Split hand/foot malformation (SHFM) or ectrodactyly (the “lobster claw” anomaly), is a severe congenital malformation syndrome characterised by a profound median cleft of the hands and/or feet, typically associated with absence or fusion of the remaining fingers. This condition is quite frequent as about 6 cases of SHFM are observed for every 10,000 human births.
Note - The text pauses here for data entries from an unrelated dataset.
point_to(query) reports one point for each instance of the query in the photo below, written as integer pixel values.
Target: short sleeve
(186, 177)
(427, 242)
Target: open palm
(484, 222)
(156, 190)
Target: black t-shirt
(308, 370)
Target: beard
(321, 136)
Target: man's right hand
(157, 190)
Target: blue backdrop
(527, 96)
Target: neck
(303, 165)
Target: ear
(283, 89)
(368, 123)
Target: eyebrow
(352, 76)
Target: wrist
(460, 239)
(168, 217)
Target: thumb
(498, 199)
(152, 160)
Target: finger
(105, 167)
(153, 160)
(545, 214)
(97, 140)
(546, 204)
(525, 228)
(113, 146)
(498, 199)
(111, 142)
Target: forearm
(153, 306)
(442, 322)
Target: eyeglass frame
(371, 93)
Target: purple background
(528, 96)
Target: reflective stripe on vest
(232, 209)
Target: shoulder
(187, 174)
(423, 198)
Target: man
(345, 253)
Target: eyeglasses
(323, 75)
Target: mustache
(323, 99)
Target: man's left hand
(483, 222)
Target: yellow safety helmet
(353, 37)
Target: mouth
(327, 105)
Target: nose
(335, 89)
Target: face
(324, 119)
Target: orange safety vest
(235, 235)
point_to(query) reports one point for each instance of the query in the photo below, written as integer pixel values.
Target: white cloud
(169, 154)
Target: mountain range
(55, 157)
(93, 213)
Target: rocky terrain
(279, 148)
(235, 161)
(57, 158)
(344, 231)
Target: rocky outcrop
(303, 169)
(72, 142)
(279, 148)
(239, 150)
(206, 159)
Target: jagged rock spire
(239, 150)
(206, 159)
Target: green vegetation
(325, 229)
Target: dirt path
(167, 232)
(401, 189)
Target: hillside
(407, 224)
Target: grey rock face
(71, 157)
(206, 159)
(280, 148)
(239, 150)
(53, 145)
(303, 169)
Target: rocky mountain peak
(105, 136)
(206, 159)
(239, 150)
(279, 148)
Several forms of SHFM are each associated with a different genetic mutation. One of the most frequent forms called Type I is associated with a specific region of human chromosome 7 that contains two homeobox genes, DLX5 and DLX6. These genes are similar to a gene in insects called distal-less that controls limb development. When this gene is defective in the fruit fly the distal part of the insect limb is missing. It was therefore assumed that DLX5 and DLX6 might have conserved this function through evolution and could have a role in vertebrate limb development. However, in spite of intensive searches for mutations of these genes in SHFM patients, no direct evidence was found to date on their involvement in mammalian limb development.
A research team led by Dr. Giovanni Levi from the Centre National de la Recherche Scientifique (CNRS) working in the Museum of Natural History in Paris and co-workers from the Italian Institute for Cancer Research (IST) supported by Telethon (Italy), has now generated knockout mice in which both the Dlx5 and Dlx6 genes have been inactivated through gene targeting and embryonic stem cells. These Dlx5/Dlx6 mutant mice have a limb defect that is very similar to that observed in SHFM1 patients. This finding, to be published in the June 2002 issue of genesis, is critical for an understanding of the molecular origin of the disease as it demonstrates that these are the genes responsible for the SFHM syndrome.
These studies should also warrant renewed efforts to find specific human mutations associated with DLX5 and DLX6 genes through genomic and mutational analyses. It is possible that knowledge of these genetic defects might permit early prenatal diagnosis of the disease. Furthermore, the availability of an animal model of the human disease will permit a molecular understanding of the etiology of SHFM1. Detailed studies of these mice will make it possible to understand how the genetic lesion is associated with a limb malformation in humans.
The data reported in Dr. Levi`s article show that in spite of the very different structure of insect and vertebrate limbs, the same genes control their development. This is further proof that the limb of a fly is homologous to a human limb.